Éclairage public au Bénin
Des milliers de lampadaires en panne sur nos axes routiers
Sous peu, plusieurs villes du Bénin, malgré les multiples efforts de transformation et de modernisation déployés pour un développement réel, risquent de sombrer dans le noir. Le constat sur le terrain est triste : plusieurs lampadaires posés le long des grands axes routiers de nos villes et même de nos campagnes ne fonctionnent plus depuis des lustres.
La raison est simple : les ampoules sont grillées ou le système d’alimentation en énergie électrique est en dysfonctionnement. Devant ce spectacle désolant, et chaque jour qui passe sous le regard impuissant des usagers, l’obscurité gagne du terrain.
Si rien n’est fait dans les plus brefs délais, il faudra malheureusement s’attendre à ce que plusieurs villes et localités du pays sombrent dangereusement dans le noir. Ce qui ne sera évidemment pas sans conséquences pour la paix, la quiétude et la sécurité des biens et des personnes.
L’entretien, grand absent
S’il est vrai que les lampadaires peuvent tomber en panne, il est tout aussi normal que, lorsque ces pannes surviennent, les services de réparation et de maintenance se mobilisent automatiquement pour y remédier. C’est en vérité ce qui devrait être la règle dans nos cités, aujourd’hui où l’heure est à la rigueur et à l’efficacité dans l’action publique.
Il n’est plus question de fonder le développement sur le laxisme et l’improvisation si l’on veut espérer un quelconque changement. Comment comprendre que des ampoules de lampadaires destinés à l’éclairage public dans les grandes villes soient grillées depuis des lustres, plongeant du coup nos routes dans une obscurité criarde, et que rien ne soit fait jusqu’à présent ? C’est a priori impensable dans ce nouveau Bénin en pleine dynamique de changement.

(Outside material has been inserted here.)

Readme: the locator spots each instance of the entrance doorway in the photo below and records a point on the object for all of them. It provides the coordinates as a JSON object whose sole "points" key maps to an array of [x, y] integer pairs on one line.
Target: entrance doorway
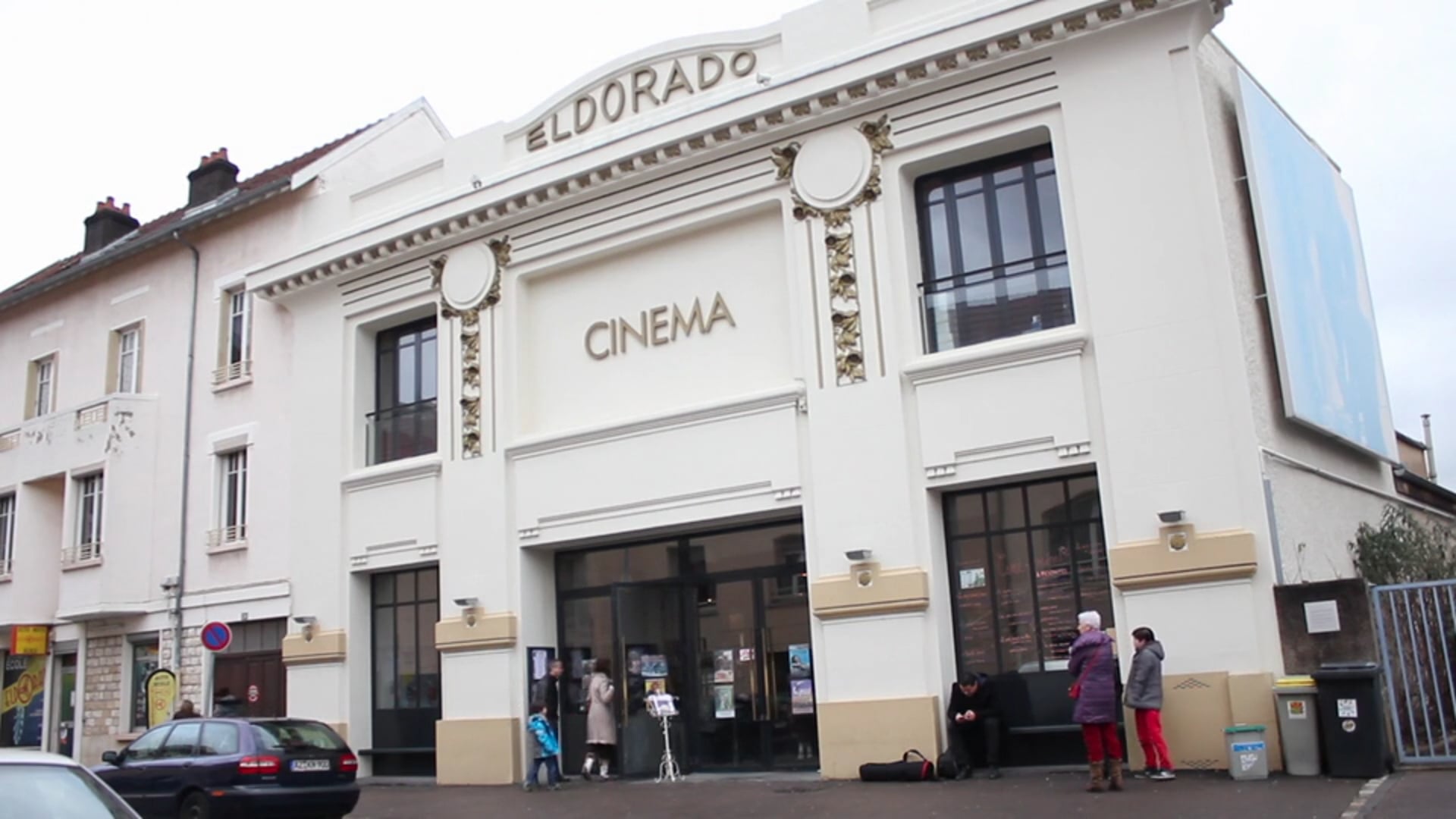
{"points": [[721, 621], [63, 738]]}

Sur les grands axes routiers, à Porto-Novo, Adjarra, Avrankou pour ne citer que ceux-là, motocyclistes et automobilistes font chaque jour l’amère expérience de lampadaires qui n’éclairent plus. Là où la lumière devrait faciliter la mobilité, c’est l’obscurité qui dicte sa loi.
Dans la capitale, la situation est déjà alarmante sur plusieurs axes, comme le boulevard du Cinquantenaire où les lampadaires sont pour la plupart éteints. Rouler sur cette voie à partir de 20h impose prudence et attention.
Même constat dans la commune d’Adjarra où les lampadaires qui ceinturent presque toute la commune sont en déliquescence. L’usager de la route est grandement surpris, par exemple sur le tronçon Kpodo - Malanhoui - Anagbo - Gbangnito - Gbéhadji qui débouche sur Médédjonou. Bientôt, sur cette grande voie, on ne parlera plus de lampadaires ni d’éclairage public car ceux-ci auront amorcé leur descente aux enfers.
Fuite de responsabilité ou négligence avérée ?
Qui s’occupe véritablement de l’entretien et de la maintenance de ces infrastructures publiques pourtant si importantes pour la visibilité, l’attractivité et la résilience des villes ? La question mérite d’être posée au regard du constat de terrain qui révèle une anomalie.
Des ampoules de lampadaires grillées et l’on ne songe guère à les remplacer. Des lampadaires en panne qui ne sont pas automatiquement changés. C’est simplement de la négligence dans l’action publique. Les responsables chargés de ces tâches devront être interpellés pour irresponsabilité avérée.
Il s’agira désormais pour les pouvoirs publics de rompre avec ces pratiques et de placer chaque acteur devant ses responsabilités et missions. La célérité recommandée pour veiller à la bonne marche de la société et corriger les éventuels dysfonctionnements notés dans les infrastructures publiques doit être de mise.
C’est cette rigueur individuelle et collective qui pourra aider notre pays à se révéler et à aller plus loin, comme le souhaite le gouvernement du Président Romuald WADAGNI.